Popular sovereignty would lead to the opposite of a bloodbath. If we lose popular sovereignty that's certainly a possibility. However this assumes there will be no significant faction of collaborators, or that a nation that has been consumed by civil wars and massive conflicts since its birth would have a desire for continued resistance after the stability being conquered might just give them.

Not saying that Mexico would be an easy thing to take, just that there's far more ways than one for this to go. Especially with the correct POD, one starting in Mexico rather than the US before the Mexican American war.
 
Popular sovereignty would lead to the opposite of a bloodbath. If we lose popular sovereignty that's certainly a possibility. However this assumes there will be no significant faction of collaborators, or that a nation that has been consumed by civil wars and massive conflicts since its birth would have a desire for continued resistance after the stability being conquered might just give them.

Popular sovereignty provoked Bleeding Kansas, although to be fair, the two sides were more evenly matched. An alliance between the Mexicans and the free soilers might checkmate the slavers.
 

scholar

Banned
Actually the opposite concept relies far more on them. We should not mistake the 1840s US for the USA as either a Great Power or a superpower.
Not quite, while the United States was not a Great Power or a Super Power, on a localized comparison between the United States of America and the United States of Mexico one would find a side by side comparison to show a greater disparity of both population and economic power than between the North and the South, and this is both of those combined against Mexico. Further, the Mexican government is plagued with corruption and civil strife, further giving it a handicap. Not to mention collaborators, would be or otherwise.
 
Not quite, while the United States was not a Great Power or a Super Power, on a localized comparison between the United States of America and the United States of Mexico one would find a side by side comparison to show a greater disparity of both population and economic power than between the North and the South, and this is both of those combined against Mexico. Further, the Mexican government is plagued with corruption and civil strife, further giving it a handicap. Not to mention collaborators, would be or otherwise.

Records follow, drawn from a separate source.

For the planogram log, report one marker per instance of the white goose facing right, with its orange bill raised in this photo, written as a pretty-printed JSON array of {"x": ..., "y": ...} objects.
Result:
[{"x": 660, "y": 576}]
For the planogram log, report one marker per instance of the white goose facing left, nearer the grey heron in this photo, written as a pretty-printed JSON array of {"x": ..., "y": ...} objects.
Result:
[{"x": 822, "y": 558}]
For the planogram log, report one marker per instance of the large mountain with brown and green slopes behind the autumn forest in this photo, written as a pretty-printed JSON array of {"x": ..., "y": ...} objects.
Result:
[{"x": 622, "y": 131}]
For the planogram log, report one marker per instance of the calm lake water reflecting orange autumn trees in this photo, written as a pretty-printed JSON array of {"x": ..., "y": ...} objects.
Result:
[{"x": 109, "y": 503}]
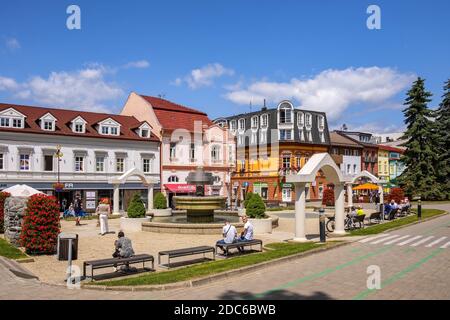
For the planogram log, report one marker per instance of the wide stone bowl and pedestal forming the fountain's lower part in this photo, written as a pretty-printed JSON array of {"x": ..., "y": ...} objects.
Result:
[{"x": 199, "y": 209}]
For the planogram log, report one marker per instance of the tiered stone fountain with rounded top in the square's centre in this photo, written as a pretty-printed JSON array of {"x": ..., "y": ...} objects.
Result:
[{"x": 200, "y": 208}]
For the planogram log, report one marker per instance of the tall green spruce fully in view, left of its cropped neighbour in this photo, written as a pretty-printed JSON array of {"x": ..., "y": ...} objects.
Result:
[{"x": 420, "y": 157}]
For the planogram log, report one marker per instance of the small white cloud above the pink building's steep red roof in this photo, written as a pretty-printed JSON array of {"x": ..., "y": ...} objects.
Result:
[{"x": 204, "y": 76}]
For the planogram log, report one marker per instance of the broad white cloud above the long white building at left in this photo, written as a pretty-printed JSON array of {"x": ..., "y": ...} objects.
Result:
[{"x": 84, "y": 89}]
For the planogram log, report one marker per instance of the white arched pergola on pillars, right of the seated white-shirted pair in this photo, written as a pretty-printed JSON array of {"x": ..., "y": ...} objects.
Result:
[{"x": 324, "y": 162}]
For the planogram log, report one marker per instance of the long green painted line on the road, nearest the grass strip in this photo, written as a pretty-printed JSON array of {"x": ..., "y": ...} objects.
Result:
[{"x": 322, "y": 273}]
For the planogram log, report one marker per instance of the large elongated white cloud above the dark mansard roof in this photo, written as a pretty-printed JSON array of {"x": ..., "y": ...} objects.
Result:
[{"x": 331, "y": 91}]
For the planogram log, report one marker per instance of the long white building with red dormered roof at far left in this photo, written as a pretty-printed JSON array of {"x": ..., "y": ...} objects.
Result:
[{"x": 96, "y": 150}]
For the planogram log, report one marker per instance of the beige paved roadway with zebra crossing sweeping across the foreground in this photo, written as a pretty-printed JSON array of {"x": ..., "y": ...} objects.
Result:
[{"x": 410, "y": 268}]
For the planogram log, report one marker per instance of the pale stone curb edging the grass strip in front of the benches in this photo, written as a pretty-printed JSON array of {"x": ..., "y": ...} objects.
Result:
[{"x": 218, "y": 276}]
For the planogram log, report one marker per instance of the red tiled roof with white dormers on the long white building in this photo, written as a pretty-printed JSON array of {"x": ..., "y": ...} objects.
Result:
[{"x": 64, "y": 118}]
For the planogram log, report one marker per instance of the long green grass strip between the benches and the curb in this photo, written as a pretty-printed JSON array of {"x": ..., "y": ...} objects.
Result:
[{"x": 278, "y": 250}]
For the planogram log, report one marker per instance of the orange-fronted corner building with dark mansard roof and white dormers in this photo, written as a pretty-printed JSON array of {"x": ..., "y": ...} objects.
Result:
[{"x": 272, "y": 143}]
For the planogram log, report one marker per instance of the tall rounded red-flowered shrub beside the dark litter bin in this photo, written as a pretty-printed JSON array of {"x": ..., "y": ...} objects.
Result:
[{"x": 40, "y": 226}]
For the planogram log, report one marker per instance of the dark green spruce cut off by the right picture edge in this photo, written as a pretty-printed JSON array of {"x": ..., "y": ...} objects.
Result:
[{"x": 443, "y": 138}]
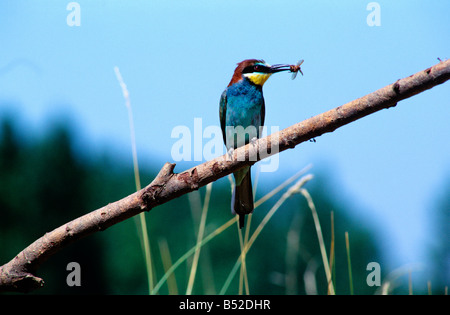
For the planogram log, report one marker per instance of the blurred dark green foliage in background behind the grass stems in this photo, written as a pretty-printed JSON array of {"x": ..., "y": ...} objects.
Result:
[{"x": 44, "y": 184}]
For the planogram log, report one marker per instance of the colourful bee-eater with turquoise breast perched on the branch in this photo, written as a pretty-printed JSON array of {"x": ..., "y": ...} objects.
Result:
[{"x": 242, "y": 105}]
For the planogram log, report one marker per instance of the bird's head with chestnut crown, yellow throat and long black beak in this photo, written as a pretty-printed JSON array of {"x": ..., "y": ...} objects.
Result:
[{"x": 256, "y": 71}]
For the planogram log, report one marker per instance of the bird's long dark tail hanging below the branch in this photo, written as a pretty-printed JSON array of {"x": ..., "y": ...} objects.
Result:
[{"x": 242, "y": 200}]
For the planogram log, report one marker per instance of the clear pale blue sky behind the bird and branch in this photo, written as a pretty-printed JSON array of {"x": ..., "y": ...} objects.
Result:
[{"x": 177, "y": 57}]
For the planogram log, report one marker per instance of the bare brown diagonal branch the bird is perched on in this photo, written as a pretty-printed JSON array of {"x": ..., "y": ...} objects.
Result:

I think he was referring to the attitude of the public, which would have been far more racially arrogant and overbearing than the U.S. of later generations.

The modern U.S. annexing 1840s Mexico might be one thing; the U.S. of that era annexing Mexico is something else.

EDIT: And referring to other issues as well, based on the post below mine.
 
Not quite, while the United States was not a Great Power or a Super Power, on a localized comparison between the United States of America and the United States of Mexico one would find a side by side comparison to show a greater disparity of both population and economic power than between the North and the South, and this is both of those combined against Mexico. Further, the Mexican government is plagued with corruption and civil strife, further giving it a handicap. Not to mention collaborators, would be or otherwise.

Except that 1840s America had to move heaven and earth and rely even moreso on Santa Anna to do what it did IOTL. A protracted occupation of all of Mexico relying on the cumbersome US military and cultural structures of that time will produce the disintegration of the USA merely from having to pony up the ability to hold all of Mexico for the short term, let alone the long term.

It's worth noting that IOTL merely annexing half of Mexico touched off the Civil War. ITTL the USA would start disintegrating from the expense and culture-crisis caused by raising an army large enough to sit on Mexico forever.
 
Baja, perhaps.

That seems the most probable answer. Maybe the Colorado river delta too (they use to have one back then). Even then it might end up still being a united California. Any more land than that would give more power to the slavocracy than northern States are willing to cede.